Luis Moreno Ocampo: Al-Bashir wird sich "Gerechtigkeit nicht entziehen können"

Luis Moreno Ocampo im Gespräch mit Joachim Scholl |
Mit dem sudanesischen Präsidenten Omar al-Bashir verfolgt der Internationale Gerichtshof erstmals einen amtierenden Staatschef. Chefankläger Luis Moreno Ocampo verwies auf die Ergebnisse der Ermittlungen über die Verbrechen an der Zivilbevölkerung in Darfur, die genug Beweise für einen Haftbefehl gegen Al-Bashir erbracht hätten.
Joachim Scholl: Seit sechs Jahren ist der Argentinier Luis Moreno Ocampo Chefankläger am Internationalen Strafgerichtshof in Den Haag (ICC). Zuständig ist das Gericht für drei Delikte: Völkermord, Verbrechen gegen die Menschlichkeit und Kriegsverbrechen. Angeklagt können nur Individuen werden, Personen aus den Ländern, die das Statut für den Gerichtshof unterschrieben haben. Robert Mugabe etwa, den viele gern mal vor Gericht sehen würden, kann nicht angeklagt werden, weil Simbabwe nicht zu den 108 Unterzeichner-Ländern gehört. Eine Ausnahme ist der Sudan. Hier wurde der UN-Sicherheitsrat aktiv, um gegen die Verbrechen in Darfur vorzugehen, und so konnte Luis Moreno Ocampo im letzten Sommer Haftbefehl gegen den amtierenden Staatspräsidenten beantragen. Jetzt im März wurde dem Antrag stattgegeben. Wir haben Luis Moreno Ocampo getroffen und ihn als Erstes gefragt, wann denn die Welt Herrn Al-Bashir vor Gericht sehen wird?

Luis Moreno Ocampo: Omar al-Bashir hat schwere Verbrechen gegen die Bevölkerung in Darfur begangen. Wir verlangen jetzt nicht eine plötzliche Intervention, wir verlangen nicht, dass gebombt wird. Wir verlangen angesichts dieser fortwährenden Verbrechen nur, dass die sudanesische Regierung Al-Bashir verhaftet und an den Strafgerichtshof überstellt. Und solange das nicht geschieht, werden wir uns stets an den Sicherheitsrat der Vereinten Nationen wenden und werden weiterhin die Verhaftung und Überstellung Al-Bashirs betreiben. Es gibt zwei ganz wichtige Präzedenzfälle – Slobodan Milosevic und Charles Taylor. Beide sind vor diesen Strafgerichtshof gestellt worden. Das belegt, dass langfristig diese Verbrecher angeklagt werden. Sie werden sich der internationalen Strafgerichtsbarkeit nicht entziehen können. Die Frage ist nur, wie lange dauert es, wie lange können diese Menschen ihre Verbrechen noch weiter begehen. Omar al-Bashir muss vor den Strafgerichtshof gestellt werden. Er wird sich der Gerechtigkeit nicht entziehen können.

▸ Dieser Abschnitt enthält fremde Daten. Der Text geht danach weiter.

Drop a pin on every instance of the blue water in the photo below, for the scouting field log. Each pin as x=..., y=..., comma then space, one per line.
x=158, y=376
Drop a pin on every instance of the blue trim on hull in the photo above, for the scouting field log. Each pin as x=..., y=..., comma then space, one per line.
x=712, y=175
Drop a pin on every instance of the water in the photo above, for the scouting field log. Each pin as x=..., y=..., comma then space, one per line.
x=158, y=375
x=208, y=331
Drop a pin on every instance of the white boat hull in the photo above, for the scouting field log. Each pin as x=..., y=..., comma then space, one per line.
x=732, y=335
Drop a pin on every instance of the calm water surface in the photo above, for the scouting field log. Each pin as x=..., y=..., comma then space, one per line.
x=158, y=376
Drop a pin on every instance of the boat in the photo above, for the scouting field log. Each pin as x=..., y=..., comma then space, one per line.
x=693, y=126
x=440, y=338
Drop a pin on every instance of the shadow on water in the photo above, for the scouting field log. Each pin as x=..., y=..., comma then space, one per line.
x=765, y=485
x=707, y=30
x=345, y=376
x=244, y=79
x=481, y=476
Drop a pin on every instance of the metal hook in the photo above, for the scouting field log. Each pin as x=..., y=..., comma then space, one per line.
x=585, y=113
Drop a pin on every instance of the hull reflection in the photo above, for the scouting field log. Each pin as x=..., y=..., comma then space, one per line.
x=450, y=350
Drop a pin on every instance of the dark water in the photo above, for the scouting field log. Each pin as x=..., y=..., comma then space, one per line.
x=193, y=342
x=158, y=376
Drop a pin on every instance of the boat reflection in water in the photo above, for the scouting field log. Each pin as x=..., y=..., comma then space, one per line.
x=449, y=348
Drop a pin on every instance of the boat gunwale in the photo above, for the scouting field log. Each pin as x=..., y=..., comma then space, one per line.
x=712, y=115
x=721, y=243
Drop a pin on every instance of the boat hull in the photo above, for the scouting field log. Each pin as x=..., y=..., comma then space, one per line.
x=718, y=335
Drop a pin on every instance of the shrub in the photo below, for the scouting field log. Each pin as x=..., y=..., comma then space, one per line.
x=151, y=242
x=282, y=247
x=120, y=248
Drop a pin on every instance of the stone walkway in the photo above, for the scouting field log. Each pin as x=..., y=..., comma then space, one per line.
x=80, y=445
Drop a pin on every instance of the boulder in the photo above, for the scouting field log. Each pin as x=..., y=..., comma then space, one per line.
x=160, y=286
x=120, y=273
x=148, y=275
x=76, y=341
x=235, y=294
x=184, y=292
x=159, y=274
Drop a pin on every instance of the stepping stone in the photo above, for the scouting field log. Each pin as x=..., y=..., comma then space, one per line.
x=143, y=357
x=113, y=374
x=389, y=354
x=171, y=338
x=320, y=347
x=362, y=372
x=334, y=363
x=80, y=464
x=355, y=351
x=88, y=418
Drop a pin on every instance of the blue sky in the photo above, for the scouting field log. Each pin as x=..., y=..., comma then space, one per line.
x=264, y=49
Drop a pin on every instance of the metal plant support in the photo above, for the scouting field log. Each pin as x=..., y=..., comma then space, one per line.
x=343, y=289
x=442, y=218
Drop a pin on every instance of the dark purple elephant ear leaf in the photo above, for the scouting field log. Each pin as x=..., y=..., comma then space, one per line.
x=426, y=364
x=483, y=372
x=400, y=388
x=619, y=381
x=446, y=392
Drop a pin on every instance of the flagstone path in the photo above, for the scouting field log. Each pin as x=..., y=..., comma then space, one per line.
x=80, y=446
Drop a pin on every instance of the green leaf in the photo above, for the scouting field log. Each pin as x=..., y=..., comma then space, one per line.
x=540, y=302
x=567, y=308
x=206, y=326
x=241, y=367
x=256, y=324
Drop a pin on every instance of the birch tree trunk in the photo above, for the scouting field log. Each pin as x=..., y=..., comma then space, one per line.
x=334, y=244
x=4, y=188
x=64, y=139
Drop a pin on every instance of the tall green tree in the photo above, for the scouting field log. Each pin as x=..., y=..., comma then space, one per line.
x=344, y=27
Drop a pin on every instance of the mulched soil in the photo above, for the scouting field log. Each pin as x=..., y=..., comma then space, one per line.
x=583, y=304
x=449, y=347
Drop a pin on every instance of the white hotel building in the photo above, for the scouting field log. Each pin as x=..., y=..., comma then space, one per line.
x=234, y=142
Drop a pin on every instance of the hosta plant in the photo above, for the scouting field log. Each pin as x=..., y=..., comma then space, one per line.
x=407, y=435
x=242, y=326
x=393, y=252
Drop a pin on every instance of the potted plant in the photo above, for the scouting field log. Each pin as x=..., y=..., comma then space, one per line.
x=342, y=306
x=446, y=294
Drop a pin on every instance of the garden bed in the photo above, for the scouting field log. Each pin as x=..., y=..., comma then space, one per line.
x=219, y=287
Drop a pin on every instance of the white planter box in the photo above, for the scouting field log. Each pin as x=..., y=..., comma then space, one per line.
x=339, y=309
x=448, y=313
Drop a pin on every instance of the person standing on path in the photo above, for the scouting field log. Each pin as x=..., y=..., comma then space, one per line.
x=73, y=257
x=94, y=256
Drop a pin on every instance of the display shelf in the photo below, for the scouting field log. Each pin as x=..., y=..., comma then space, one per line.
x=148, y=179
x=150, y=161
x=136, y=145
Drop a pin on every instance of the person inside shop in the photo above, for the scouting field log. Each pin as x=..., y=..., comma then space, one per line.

Scholl: Voraussetzung dafür, dass al-Bashir je vor Gericht erscheint, ist seine Verhaftung. Sie haben jetzt schon ein wenig erklärt, wer ihn verhaften soll. Aber nochmals die Frage: Wer soll ihn eigentlich nach Den Haag bringen? Gibt es eine realistische Hoffnung dafür, dass das je passiert?

Moreno Ocampo: Nun, dies ist ein Prozess, der seine Zeit braucht. Üblicherweise versuchen Strafgerichte ja, Menschen, die auf der Flucht sind, festzusetzen. Hier ist der Präsident in seinem eigenen Land sozusagen eingebunkert, er wird von seinen eigenen Leuten beschützt. Und hier ist es unsere Aufgabe, jetzt diesen Verfolgungsdruck zu erhöhen. Er wird in seinem eigenen Lande zu einer Randfigur gemacht. Er kann nicht einfach an die französische Riviera fahren, um Urlaub zu machen, er kann nicht in Frankfurt shoppen gehen. Er ist in seinem eigenen Land praktisch schon ein Gefangener. Und das ist auch unsere Strategie: Wir müssen den Druck erhöhen, bis er schließlich an uns überstellt wird.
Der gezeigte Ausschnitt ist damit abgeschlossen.